In one example a recent unfair dismissal case found that you can’t be ‘sacked’ for using reasonable force to defend yourself and others at work – even if your organisation has a ‘no touch’ policy!
In this case the claimant in this case won £42,000 in a unfair dismissal case against his employer after an employment tribunal ruled that he had acted reasonably to defend himself and others.
The judge said ‘(His) actions, viewed objectively, were reasonable in all the circumstances as he believed them to be at the time, in defence of himself and others’.
In another case Luton Borough Council was fined £104,000 with £60,000 costs after a teacher was assaulted by pupil.
The council pleaded guilty to breaching Section 2(1) of the Health and Safety at Work etc Act 1974 – the duty of care owed to staff (in this case the teacher).

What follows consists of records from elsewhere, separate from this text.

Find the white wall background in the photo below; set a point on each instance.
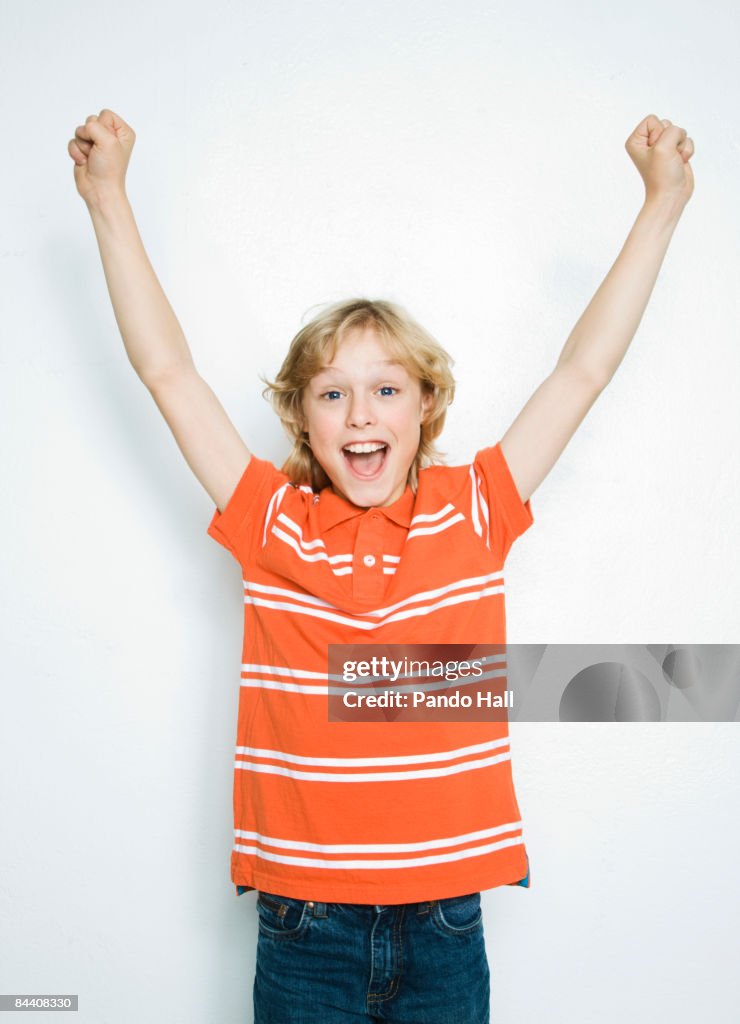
(468, 161)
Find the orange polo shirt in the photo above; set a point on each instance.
(368, 812)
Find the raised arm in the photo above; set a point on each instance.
(599, 341)
(153, 337)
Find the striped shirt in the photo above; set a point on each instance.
(368, 812)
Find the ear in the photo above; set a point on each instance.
(427, 402)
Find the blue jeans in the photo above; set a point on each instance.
(359, 964)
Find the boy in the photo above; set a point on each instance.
(369, 846)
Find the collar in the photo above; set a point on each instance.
(333, 509)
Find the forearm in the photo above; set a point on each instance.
(600, 339)
(153, 337)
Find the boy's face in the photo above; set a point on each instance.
(363, 396)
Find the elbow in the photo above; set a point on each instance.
(594, 378)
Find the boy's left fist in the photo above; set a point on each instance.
(661, 152)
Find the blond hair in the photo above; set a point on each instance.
(315, 345)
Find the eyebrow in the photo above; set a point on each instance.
(381, 365)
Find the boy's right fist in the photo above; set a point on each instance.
(100, 150)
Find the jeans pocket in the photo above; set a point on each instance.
(459, 914)
(281, 916)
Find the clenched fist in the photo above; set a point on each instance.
(661, 152)
(100, 150)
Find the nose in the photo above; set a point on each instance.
(359, 412)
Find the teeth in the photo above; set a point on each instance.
(363, 449)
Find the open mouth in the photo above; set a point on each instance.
(363, 464)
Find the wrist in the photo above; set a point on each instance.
(664, 207)
(106, 199)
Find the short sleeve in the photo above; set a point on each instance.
(503, 515)
(236, 525)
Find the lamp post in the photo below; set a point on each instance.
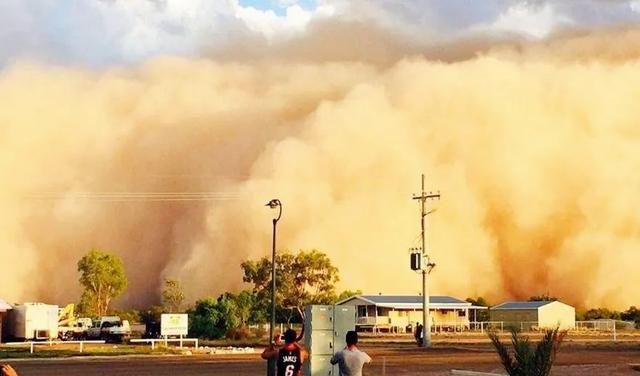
(273, 204)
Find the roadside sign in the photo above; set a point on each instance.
(174, 324)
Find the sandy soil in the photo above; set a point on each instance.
(389, 359)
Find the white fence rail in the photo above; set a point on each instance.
(32, 344)
(166, 341)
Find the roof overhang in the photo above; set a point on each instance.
(4, 306)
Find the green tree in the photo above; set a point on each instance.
(172, 296)
(244, 307)
(103, 278)
(346, 294)
(212, 318)
(483, 314)
(87, 305)
(306, 278)
(528, 359)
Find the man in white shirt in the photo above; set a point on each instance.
(350, 360)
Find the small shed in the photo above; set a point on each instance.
(4, 309)
(534, 315)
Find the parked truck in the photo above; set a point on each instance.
(33, 321)
(110, 329)
(71, 327)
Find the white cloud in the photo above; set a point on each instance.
(531, 20)
(270, 25)
(103, 32)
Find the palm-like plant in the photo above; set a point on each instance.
(528, 359)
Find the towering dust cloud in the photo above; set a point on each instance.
(535, 150)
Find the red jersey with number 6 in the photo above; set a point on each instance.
(289, 361)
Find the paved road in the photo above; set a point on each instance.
(405, 361)
(144, 366)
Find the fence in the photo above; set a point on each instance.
(32, 344)
(165, 341)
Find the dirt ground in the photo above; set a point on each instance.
(388, 359)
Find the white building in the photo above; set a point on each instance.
(397, 312)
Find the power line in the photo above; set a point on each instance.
(426, 328)
(128, 196)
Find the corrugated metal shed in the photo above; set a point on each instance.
(410, 301)
(404, 299)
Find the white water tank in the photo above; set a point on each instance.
(30, 321)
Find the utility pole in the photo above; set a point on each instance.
(426, 319)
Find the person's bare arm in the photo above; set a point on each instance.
(304, 354)
(7, 370)
(269, 353)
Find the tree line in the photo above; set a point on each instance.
(307, 277)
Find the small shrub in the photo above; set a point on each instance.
(526, 358)
(238, 334)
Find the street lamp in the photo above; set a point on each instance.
(273, 204)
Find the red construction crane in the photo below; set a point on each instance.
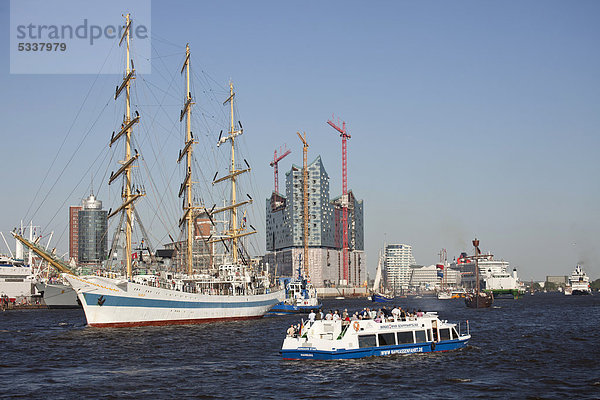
(344, 137)
(284, 152)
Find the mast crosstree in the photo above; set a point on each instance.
(126, 131)
(234, 232)
(186, 186)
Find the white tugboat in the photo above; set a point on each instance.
(580, 283)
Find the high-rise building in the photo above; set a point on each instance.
(285, 230)
(398, 259)
(202, 251)
(74, 233)
(92, 239)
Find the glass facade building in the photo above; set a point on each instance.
(93, 223)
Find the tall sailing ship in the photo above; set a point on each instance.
(232, 290)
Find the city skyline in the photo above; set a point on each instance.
(468, 119)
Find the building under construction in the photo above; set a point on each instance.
(285, 230)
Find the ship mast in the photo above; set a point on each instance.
(126, 165)
(188, 216)
(234, 232)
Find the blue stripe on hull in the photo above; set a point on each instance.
(312, 354)
(124, 301)
(286, 308)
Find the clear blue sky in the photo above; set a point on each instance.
(468, 118)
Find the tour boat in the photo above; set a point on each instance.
(337, 339)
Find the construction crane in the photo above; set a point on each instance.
(344, 137)
(283, 152)
(305, 200)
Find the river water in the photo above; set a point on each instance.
(543, 346)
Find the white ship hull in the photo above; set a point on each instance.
(116, 303)
(58, 295)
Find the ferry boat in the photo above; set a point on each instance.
(300, 296)
(444, 295)
(580, 282)
(381, 298)
(332, 340)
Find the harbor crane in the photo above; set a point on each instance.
(344, 135)
(305, 199)
(283, 152)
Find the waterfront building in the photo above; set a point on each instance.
(202, 251)
(285, 230)
(92, 239)
(74, 233)
(397, 261)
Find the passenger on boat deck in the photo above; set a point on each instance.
(336, 316)
(402, 314)
(291, 330)
(346, 320)
(395, 312)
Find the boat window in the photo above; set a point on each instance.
(445, 334)
(405, 337)
(366, 341)
(386, 339)
(420, 337)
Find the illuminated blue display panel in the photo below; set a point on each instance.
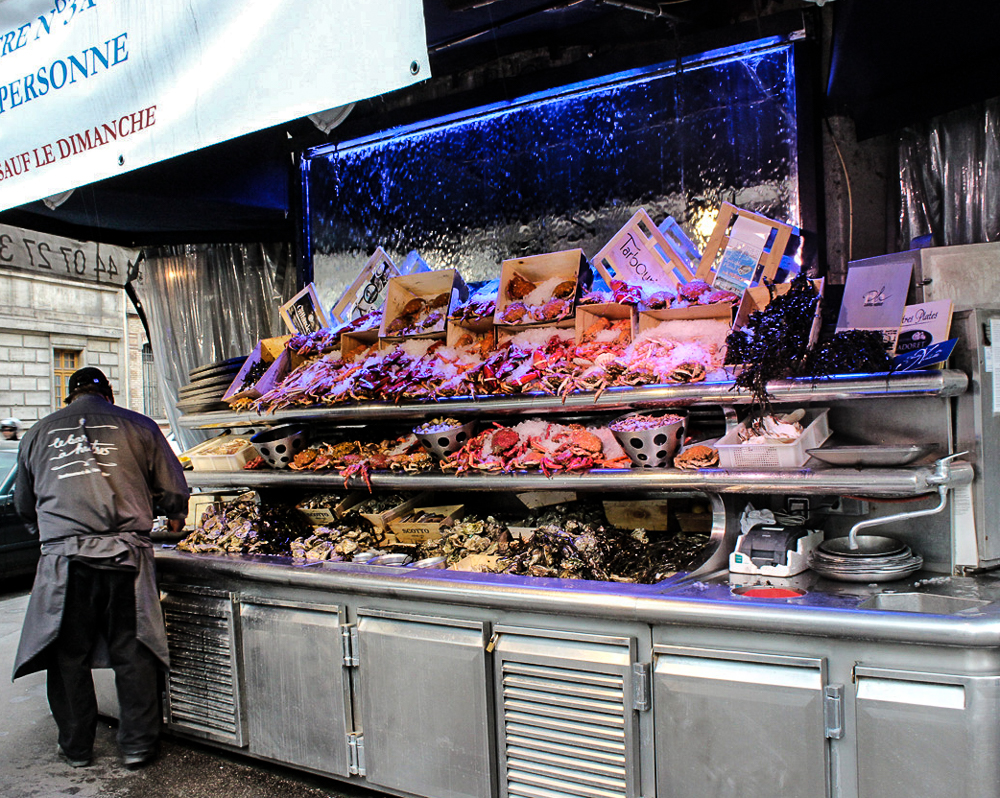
(563, 169)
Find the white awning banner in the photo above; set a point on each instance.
(94, 88)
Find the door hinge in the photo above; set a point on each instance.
(641, 686)
(349, 641)
(833, 711)
(356, 754)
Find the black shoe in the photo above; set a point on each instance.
(134, 760)
(71, 761)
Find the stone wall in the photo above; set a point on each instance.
(39, 315)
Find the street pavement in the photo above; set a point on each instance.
(29, 767)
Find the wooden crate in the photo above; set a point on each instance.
(481, 330)
(426, 286)
(771, 257)
(641, 254)
(723, 311)
(267, 350)
(352, 344)
(586, 315)
(381, 521)
(570, 264)
(505, 331)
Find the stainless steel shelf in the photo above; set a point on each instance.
(870, 482)
(800, 391)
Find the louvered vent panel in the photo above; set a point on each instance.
(564, 732)
(202, 685)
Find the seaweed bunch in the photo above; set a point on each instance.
(849, 352)
(775, 341)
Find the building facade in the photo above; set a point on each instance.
(51, 327)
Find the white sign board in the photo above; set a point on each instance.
(93, 88)
(65, 258)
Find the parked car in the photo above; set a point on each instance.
(19, 548)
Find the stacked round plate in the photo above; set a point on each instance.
(877, 559)
(208, 385)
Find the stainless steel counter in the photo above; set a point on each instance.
(944, 383)
(827, 609)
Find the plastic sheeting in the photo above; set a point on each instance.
(209, 303)
(563, 171)
(949, 173)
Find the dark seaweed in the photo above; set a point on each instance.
(849, 352)
(774, 343)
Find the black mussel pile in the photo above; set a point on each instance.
(775, 345)
(849, 352)
(571, 549)
(245, 525)
(562, 541)
(775, 340)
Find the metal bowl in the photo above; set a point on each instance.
(278, 445)
(654, 447)
(429, 562)
(440, 444)
(391, 559)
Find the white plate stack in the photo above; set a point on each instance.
(877, 559)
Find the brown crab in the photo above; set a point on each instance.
(687, 372)
(519, 288)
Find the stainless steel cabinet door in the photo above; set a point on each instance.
(567, 724)
(927, 734)
(423, 702)
(203, 694)
(297, 689)
(733, 724)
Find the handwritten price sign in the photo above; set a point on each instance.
(64, 258)
(925, 358)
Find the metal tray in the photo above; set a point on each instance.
(888, 455)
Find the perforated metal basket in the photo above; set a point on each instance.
(279, 445)
(442, 443)
(654, 447)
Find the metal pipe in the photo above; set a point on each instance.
(799, 391)
(852, 536)
(875, 483)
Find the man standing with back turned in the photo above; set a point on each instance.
(91, 477)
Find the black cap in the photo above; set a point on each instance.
(89, 377)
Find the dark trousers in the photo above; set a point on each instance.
(101, 602)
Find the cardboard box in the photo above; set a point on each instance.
(758, 297)
(570, 264)
(426, 286)
(420, 531)
(722, 311)
(641, 254)
(586, 315)
(267, 350)
(506, 331)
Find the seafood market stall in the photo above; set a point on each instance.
(445, 682)
(520, 519)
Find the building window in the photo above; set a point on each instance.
(152, 404)
(64, 363)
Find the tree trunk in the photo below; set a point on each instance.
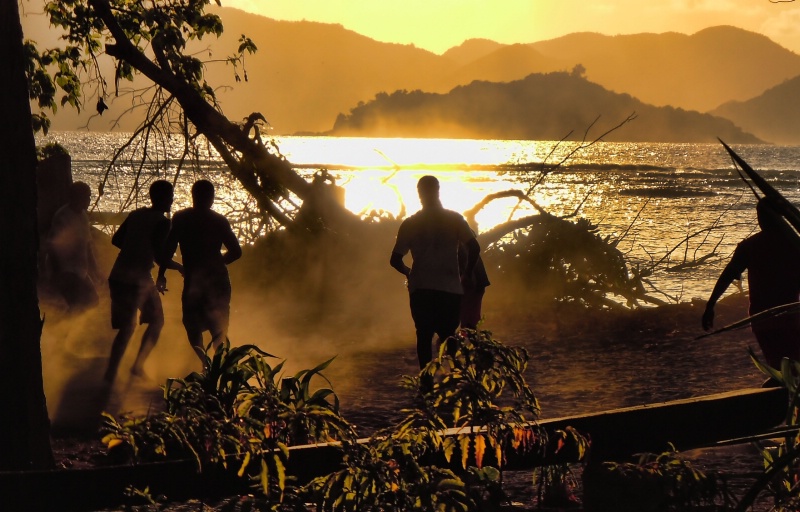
(24, 424)
(256, 163)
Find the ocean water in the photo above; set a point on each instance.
(666, 206)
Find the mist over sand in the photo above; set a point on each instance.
(303, 301)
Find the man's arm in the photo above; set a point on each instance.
(396, 261)
(473, 251)
(119, 237)
(165, 261)
(233, 251)
(733, 270)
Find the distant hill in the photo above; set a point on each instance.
(694, 72)
(772, 116)
(305, 74)
(540, 107)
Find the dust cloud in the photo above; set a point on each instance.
(303, 298)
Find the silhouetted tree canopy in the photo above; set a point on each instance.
(154, 39)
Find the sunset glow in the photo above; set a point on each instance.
(438, 26)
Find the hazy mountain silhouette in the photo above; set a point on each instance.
(471, 50)
(504, 64)
(305, 73)
(772, 116)
(540, 107)
(696, 72)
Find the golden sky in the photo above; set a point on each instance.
(437, 25)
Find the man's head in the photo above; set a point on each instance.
(203, 194)
(80, 196)
(161, 195)
(428, 190)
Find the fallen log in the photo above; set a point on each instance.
(687, 424)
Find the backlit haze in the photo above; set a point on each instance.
(440, 25)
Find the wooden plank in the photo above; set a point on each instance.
(689, 423)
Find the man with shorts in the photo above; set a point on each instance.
(201, 233)
(433, 235)
(141, 239)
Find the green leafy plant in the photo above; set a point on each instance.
(781, 475)
(663, 482)
(238, 410)
(477, 387)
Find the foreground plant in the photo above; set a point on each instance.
(663, 481)
(780, 478)
(239, 412)
(476, 388)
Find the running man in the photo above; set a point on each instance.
(201, 234)
(432, 235)
(773, 277)
(141, 239)
(70, 255)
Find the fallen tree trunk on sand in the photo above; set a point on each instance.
(687, 424)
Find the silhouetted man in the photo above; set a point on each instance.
(201, 234)
(432, 235)
(140, 238)
(773, 277)
(70, 255)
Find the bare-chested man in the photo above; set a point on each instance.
(70, 254)
(140, 238)
(201, 234)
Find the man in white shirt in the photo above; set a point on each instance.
(432, 235)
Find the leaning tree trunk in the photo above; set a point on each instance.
(256, 164)
(24, 424)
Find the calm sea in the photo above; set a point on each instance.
(666, 205)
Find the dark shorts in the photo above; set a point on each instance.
(127, 299)
(435, 312)
(206, 304)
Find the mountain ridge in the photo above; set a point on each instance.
(551, 106)
(308, 73)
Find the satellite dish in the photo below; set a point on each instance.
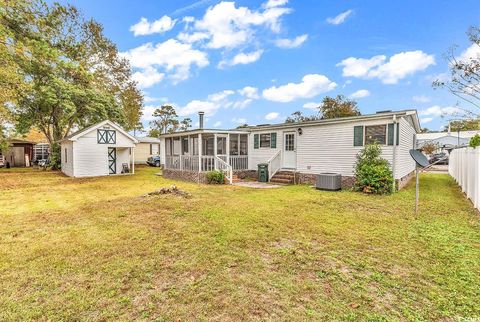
(419, 158)
(422, 165)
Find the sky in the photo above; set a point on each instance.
(256, 62)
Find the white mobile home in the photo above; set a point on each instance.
(99, 150)
(294, 152)
(147, 147)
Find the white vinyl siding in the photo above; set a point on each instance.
(261, 155)
(330, 148)
(67, 167)
(91, 158)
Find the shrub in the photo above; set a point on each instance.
(373, 173)
(474, 141)
(215, 177)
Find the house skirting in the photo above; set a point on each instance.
(300, 178)
(194, 176)
(311, 179)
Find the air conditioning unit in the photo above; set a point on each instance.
(329, 181)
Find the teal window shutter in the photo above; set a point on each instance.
(398, 134)
(358, 135)
(391, 128)
(273, 140)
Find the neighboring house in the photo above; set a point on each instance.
(446, 140)
(147, 147)
(19, 154)
(99, 150)
(293, 151)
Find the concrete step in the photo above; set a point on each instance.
(282, 181)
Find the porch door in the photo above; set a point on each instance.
(112, 160)
(289, 150)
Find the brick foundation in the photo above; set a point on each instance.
(192, 176)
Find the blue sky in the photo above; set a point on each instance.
(258, 61)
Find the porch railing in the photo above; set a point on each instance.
(206, 163)
(239, 162)
(274, 164)
(225, 168)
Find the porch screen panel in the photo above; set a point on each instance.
(243, 144)
(176, 146)
(234, 138)
(221, 145)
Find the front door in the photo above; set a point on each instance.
(289, 150)
(112, 160)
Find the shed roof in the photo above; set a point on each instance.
(74, 136)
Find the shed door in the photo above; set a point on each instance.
(18, 156)
(112, 160)
(289, 150)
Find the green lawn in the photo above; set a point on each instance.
(94, 249)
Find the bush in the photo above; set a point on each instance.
(215, 177)
(373, 174)
(474, 141)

The Health & Safety Executives investigation found that there were significant shortcomings in relation to the measures at the school, regarding violence and aggression posed by the pupils to others and that no effective consideration was given to the risk of injury or death posed by the pupils to others and measures were not taken to reduce that threat to as low as reasonably practicable.
According to the HSE Luton Borough Council did not see to it that staff members at the school had the training either to remedy that shortcoming or to deal with violent and aggressive pupils in a way which did not expose them to risk.